De kinderrechter merkt ten overvloede op dat het voorgaande inhoudt dat de vader omgang heeft met [minderjarige] als neergelegd in de schriftelijke aanwijzing van 8 oktober 2014, namelijk op zondag van 10:00 uur tot 18:00 uur, doch dat de door de WSJ in die schriftelijke aanwijzing gestelde voorwaarden vervallen zullen worden verklaard. Het is van belang dat de nieuwe gezinsvoogd zo spoedig mogelijk met de vader en de pleegmoeder in gesprek zal gaan omtrent de wijze waarop de omgangsregeling met [minderjarige] ingevuld gaat worden en de eventuele voorwaarden die daaraan in het belang van [minderjarige] gesteld moeten worden. Mocht dit overleg niet tot overeenstemming leiden, dan staat het de WSJ vrij om indien noodzakelijk opnieuw een schriftelijke aanwijzing te geven.

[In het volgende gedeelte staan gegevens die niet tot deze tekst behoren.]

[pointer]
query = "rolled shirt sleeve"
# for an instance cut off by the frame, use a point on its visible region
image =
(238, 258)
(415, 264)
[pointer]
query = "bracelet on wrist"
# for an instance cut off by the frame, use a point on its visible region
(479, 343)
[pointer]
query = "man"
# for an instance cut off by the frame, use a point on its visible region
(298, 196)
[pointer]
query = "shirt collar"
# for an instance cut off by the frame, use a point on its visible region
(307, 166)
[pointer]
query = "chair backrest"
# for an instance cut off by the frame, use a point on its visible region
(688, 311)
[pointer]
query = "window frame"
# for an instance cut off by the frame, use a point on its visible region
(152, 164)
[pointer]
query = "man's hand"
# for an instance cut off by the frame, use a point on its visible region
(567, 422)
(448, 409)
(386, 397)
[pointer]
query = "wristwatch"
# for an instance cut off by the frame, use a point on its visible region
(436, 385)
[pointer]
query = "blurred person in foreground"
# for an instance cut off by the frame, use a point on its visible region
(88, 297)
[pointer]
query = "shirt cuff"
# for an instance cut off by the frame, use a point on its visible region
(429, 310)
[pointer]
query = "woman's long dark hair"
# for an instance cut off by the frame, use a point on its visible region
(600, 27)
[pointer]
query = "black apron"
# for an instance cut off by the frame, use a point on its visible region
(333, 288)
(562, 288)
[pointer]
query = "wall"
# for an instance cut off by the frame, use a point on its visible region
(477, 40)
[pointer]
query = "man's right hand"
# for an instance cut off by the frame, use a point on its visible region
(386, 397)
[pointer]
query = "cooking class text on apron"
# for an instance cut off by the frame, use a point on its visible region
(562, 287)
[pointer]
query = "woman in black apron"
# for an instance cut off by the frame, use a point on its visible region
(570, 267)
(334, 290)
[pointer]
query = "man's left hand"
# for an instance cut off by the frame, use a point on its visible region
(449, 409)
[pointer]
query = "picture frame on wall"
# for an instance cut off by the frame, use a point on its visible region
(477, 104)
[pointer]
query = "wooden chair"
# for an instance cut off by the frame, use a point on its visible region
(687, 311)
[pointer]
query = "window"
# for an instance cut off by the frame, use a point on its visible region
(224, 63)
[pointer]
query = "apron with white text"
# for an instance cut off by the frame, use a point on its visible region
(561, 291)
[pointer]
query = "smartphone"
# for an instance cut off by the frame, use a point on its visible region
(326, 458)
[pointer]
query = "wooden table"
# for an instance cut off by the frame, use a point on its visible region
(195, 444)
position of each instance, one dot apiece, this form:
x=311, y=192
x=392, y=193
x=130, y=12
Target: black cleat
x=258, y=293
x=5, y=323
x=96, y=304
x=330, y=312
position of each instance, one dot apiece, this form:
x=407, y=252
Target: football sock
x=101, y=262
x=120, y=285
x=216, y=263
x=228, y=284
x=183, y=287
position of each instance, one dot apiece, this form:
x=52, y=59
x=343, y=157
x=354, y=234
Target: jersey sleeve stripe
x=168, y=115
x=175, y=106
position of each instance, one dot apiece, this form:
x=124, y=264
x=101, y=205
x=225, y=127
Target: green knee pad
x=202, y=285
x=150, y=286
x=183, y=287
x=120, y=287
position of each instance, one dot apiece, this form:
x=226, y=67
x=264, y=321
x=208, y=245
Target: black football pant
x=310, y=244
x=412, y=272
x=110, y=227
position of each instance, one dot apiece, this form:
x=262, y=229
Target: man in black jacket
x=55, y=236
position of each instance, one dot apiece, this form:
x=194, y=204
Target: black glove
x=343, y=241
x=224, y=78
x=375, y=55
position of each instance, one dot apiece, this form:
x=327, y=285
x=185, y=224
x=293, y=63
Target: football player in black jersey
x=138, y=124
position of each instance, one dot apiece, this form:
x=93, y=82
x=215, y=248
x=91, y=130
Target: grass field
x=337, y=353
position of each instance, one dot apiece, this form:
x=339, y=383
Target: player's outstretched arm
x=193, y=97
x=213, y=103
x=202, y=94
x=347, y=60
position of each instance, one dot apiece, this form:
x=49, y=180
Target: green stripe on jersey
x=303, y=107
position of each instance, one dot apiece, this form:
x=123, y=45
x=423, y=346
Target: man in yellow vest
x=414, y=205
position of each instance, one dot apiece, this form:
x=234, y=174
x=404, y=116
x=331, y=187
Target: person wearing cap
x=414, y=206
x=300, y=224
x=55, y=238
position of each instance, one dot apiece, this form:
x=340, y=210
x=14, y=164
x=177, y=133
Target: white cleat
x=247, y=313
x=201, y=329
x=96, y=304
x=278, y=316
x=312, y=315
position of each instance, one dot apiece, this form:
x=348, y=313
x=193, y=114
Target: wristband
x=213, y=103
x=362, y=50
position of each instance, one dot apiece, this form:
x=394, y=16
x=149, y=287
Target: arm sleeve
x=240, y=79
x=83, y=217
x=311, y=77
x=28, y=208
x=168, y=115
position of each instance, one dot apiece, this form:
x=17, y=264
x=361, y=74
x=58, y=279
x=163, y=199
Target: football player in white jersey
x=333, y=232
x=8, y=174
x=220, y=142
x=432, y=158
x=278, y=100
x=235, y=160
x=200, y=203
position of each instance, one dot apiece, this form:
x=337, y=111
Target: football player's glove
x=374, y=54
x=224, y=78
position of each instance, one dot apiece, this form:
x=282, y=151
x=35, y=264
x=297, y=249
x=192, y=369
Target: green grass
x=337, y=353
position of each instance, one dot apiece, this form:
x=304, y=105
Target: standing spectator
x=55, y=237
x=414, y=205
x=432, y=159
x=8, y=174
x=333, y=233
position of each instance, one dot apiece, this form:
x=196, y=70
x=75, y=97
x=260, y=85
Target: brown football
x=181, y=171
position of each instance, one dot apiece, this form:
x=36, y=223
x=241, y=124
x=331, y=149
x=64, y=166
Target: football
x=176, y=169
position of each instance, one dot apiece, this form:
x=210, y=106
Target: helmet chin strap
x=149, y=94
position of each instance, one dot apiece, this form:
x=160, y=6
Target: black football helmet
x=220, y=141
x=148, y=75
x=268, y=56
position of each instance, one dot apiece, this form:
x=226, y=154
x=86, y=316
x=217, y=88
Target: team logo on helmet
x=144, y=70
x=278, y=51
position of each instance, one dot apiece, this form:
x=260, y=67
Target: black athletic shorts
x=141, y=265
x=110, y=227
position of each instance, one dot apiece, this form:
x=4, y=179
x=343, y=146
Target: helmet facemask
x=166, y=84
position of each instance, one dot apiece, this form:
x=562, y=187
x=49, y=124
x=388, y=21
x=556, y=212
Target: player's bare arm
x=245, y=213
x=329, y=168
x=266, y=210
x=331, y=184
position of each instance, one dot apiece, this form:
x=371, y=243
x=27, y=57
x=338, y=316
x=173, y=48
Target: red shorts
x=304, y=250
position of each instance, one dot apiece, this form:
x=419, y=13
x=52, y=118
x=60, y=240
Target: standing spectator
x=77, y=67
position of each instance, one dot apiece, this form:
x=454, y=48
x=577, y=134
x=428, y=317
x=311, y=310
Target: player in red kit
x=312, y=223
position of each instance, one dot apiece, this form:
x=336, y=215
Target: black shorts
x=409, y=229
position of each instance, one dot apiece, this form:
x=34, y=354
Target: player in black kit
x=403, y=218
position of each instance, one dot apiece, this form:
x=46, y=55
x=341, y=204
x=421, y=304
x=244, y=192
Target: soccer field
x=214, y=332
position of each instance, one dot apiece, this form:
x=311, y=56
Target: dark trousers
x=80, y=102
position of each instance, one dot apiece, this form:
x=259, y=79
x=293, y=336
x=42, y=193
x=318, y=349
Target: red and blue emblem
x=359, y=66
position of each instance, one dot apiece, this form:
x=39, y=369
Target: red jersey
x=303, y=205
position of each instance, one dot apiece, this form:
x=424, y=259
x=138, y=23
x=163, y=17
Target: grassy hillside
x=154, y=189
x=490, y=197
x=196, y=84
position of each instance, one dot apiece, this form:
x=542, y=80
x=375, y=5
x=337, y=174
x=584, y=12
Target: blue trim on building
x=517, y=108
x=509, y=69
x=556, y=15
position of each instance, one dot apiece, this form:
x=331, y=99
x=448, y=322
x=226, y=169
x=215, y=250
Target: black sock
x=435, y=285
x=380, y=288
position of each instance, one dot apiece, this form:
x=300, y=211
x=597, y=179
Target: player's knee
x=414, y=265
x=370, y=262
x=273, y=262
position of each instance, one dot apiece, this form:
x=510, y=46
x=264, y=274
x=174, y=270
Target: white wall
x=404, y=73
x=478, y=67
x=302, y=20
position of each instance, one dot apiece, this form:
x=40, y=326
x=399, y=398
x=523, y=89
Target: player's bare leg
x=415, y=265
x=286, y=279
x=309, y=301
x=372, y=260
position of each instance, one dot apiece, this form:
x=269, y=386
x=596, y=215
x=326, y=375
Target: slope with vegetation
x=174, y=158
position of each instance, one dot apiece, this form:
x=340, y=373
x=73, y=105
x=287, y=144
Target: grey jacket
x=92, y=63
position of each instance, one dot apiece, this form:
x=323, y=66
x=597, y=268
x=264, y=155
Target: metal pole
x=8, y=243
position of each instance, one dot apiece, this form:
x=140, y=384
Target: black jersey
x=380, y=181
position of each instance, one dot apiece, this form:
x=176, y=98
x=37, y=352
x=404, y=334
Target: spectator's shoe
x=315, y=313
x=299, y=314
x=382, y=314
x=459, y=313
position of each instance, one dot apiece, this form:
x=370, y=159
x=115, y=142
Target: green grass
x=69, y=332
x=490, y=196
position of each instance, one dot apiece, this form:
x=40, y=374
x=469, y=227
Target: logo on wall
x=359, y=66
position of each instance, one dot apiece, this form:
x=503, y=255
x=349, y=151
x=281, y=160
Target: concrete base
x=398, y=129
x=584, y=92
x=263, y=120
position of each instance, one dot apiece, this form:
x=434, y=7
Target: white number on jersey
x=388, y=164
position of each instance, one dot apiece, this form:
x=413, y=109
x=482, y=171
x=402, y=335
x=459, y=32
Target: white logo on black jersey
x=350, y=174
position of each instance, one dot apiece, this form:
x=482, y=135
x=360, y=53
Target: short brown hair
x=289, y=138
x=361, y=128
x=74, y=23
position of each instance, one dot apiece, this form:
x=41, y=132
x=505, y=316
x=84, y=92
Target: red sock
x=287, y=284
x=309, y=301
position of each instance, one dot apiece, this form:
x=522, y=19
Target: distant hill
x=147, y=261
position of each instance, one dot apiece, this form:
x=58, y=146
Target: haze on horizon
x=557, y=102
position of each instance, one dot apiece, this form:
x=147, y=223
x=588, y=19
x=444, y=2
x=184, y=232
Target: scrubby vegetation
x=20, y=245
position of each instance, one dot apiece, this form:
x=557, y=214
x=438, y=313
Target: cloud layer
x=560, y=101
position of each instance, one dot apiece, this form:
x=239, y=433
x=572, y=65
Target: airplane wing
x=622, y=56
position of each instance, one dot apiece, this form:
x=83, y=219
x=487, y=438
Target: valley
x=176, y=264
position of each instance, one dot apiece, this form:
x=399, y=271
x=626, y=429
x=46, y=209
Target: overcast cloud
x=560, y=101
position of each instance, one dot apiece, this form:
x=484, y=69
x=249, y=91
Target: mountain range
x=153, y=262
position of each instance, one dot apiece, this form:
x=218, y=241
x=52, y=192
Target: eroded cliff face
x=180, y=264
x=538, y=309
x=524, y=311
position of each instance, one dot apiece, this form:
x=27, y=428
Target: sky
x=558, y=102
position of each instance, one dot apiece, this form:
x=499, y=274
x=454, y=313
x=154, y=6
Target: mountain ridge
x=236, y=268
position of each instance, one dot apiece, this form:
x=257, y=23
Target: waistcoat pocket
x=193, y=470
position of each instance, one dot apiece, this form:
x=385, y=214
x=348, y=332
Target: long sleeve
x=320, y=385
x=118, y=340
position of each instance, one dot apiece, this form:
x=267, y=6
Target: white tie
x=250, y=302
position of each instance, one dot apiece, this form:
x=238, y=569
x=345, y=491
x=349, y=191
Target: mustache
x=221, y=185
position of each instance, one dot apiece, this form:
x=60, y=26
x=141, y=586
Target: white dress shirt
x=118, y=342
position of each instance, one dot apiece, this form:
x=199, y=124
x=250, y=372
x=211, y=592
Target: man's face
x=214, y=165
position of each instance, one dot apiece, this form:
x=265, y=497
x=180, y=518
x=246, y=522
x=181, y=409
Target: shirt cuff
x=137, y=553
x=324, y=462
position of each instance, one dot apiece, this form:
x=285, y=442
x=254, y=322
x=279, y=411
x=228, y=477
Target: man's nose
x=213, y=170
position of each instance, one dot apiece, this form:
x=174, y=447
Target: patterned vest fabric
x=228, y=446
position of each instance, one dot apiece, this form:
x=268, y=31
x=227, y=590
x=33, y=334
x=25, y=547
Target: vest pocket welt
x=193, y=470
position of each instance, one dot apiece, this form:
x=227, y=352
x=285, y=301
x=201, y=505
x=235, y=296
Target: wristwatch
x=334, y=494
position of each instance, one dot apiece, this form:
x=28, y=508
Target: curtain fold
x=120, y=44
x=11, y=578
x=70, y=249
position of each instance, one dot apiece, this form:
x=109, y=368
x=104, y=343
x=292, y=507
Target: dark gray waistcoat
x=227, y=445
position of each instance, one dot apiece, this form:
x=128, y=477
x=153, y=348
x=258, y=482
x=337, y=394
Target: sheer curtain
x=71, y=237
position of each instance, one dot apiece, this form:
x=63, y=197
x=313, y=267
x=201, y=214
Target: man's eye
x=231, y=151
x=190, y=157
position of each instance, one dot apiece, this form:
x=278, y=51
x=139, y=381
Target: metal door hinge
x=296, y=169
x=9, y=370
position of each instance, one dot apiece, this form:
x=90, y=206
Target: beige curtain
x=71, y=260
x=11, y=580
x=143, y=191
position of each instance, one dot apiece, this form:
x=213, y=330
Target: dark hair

De proceskostenveroordeling
4.11.
De vader heeft verzocht de WSJ in de kosten van het geding te veroordelen. Ingevolge artikel 289 Wetboek van Burgerlijke Rechtsvordering (Rv) kan de kinderrechter een dergelijke proceskostenveroordeling uitspreken. In het licht van de voorgaande overwegingen die de kinderrechter aan het oordeel tot de gedeeltelijke vervallenverklaring van de aanwijzing ten grondslag heeft gelegd, ziet de kinderrechter onvoldoende aanleiding om dit verzoek toe te wijzen. De kinderrechter zal in dit kader beslissen zoals onder de beslissing is aangegeven.

5.Beslissing

De kinderrechter
5.1.
verklaart de schriftelijke aanwijzing van de WSJ van 8 oktober 2014 gedeeltelijk vervallen, namelijk ten aanzien van de twaalf daarin gestelde voorwaarden;
5.2.
verklaart deze beschikking tot zover uitvoerbaar bij voorraad;
5.3.
wijst af hetgeen meer of anders is verzocht.
Deze beschikking is gegeven door mr. L.E. Verschoor-Bergsma, kinderrechter,
in tegenwoordigheid van mr. J.T. Maalderink, griffier, en in het openbaar uitgesproken op 10 november 2014.
Tegen deze uitspraak kan beroep worden ingesteld door indiening van een beroepschrift bij het gerechtshof Arnhem-Leeuwarden, door verzoeker en degenen aan wie een afschrift van deze uitspraak is verstrekt of verzonden, binnen drie maanden na de dag van deze uitspraak; door andere belanghebbenden binnen drie maanden na betekening van de uitspraak of nadat de uitspraak hun op andere wijze bekend is geworden.